“Won’t she notice the feel of paint on my hands?”
“You can say you’ve just used some hand cream to ease your chapped skin. In fact I’ll make a show of loaning you some. At the worst, she’d be afraid of using her hands and then the séance will be ‘a blank’ and Aurora will think she’s unable to contact the children. But if she does use her hands, the evidence of her touch will be all over the room. When we turn on the lights, we’ll unmask her duplicity and Aurora will ask her to leave in the morning. What do you say, Mr. Campbell? Shall we do it for the sake of Aurora and Bosco?”
Corinth follows Aurora up the west stairs, trying to regain her equilibrium. It’s been years since she had a spell like the one she just had in the breakfast room. As a child she had them quite frequently. In fact, it was her spells that led her to her life as a medium.

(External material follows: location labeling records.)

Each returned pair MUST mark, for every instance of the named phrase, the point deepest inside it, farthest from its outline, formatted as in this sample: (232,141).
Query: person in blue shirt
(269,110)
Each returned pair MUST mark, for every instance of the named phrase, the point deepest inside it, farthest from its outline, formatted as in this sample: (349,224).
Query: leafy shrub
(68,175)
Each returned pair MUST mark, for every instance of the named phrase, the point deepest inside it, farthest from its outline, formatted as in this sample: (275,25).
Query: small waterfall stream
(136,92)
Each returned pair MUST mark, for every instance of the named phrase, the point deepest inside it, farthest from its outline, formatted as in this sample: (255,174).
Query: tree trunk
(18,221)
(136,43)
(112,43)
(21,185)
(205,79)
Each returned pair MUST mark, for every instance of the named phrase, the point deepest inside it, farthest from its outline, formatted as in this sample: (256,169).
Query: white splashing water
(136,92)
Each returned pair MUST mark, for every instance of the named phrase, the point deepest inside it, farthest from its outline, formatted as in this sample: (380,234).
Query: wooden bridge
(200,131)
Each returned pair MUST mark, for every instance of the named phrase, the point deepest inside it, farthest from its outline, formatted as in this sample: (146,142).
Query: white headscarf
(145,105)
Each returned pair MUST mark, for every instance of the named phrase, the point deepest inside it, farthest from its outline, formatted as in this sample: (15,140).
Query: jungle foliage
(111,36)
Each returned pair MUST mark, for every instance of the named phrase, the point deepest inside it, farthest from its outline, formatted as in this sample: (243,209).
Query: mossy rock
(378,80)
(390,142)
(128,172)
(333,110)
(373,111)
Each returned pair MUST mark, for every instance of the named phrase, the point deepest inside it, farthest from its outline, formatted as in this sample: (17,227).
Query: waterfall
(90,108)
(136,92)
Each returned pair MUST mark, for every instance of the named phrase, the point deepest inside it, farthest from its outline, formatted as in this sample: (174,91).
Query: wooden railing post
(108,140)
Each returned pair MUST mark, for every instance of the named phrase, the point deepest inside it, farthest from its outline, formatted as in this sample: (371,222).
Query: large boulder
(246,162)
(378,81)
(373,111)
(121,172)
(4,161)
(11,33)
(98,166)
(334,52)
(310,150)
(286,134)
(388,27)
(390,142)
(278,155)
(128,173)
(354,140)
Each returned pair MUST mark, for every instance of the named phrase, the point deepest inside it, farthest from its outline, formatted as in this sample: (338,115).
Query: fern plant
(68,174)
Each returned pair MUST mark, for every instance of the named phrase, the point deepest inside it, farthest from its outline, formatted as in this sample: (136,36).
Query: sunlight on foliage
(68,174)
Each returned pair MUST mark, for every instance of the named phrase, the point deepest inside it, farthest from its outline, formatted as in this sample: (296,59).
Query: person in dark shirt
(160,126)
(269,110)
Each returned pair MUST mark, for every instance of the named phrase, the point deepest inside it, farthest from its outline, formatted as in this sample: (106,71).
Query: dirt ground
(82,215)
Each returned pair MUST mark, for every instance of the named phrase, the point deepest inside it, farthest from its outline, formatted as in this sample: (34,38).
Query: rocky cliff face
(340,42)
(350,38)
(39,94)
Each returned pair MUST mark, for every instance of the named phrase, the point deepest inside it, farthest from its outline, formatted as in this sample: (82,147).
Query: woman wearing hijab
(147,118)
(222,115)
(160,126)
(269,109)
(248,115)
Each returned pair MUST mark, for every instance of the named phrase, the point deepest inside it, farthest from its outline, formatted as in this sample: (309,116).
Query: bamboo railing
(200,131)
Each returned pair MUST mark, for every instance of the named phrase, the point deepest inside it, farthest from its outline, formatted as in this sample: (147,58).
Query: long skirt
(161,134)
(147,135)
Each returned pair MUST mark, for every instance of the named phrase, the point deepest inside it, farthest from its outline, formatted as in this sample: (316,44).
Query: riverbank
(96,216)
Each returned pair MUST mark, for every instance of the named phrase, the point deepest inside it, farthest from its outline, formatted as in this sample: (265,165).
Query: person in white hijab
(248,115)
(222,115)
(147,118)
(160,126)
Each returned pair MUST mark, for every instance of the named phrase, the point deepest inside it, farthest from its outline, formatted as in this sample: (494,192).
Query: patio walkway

The first time it happened she was six years old, sitting at the kitchen table while her mother and two other women from the Vly, Mary Two Tree and Wanda White Cloud, played cards and smoked their pipes, which meant it was a night her father was out, because he objected to the sight of women smoking. A dirty Indian habit, he called it. Corinth loved the smell of the women’s pipes, though, an altogether different smell from what the men smoked. The women used an herb that her mother gathered from the edges of the cranberry bogs when they traveled in the summer to visit her people at Barktown, the settlement on the Big Vly, the marshy lands west of the Sacandaga River. The smell reminded her of the way the grass smelled when the men from Barktown burnt the fields for autumn hunting, the smoke mingling with the fogs that rose over the marshes and bogs.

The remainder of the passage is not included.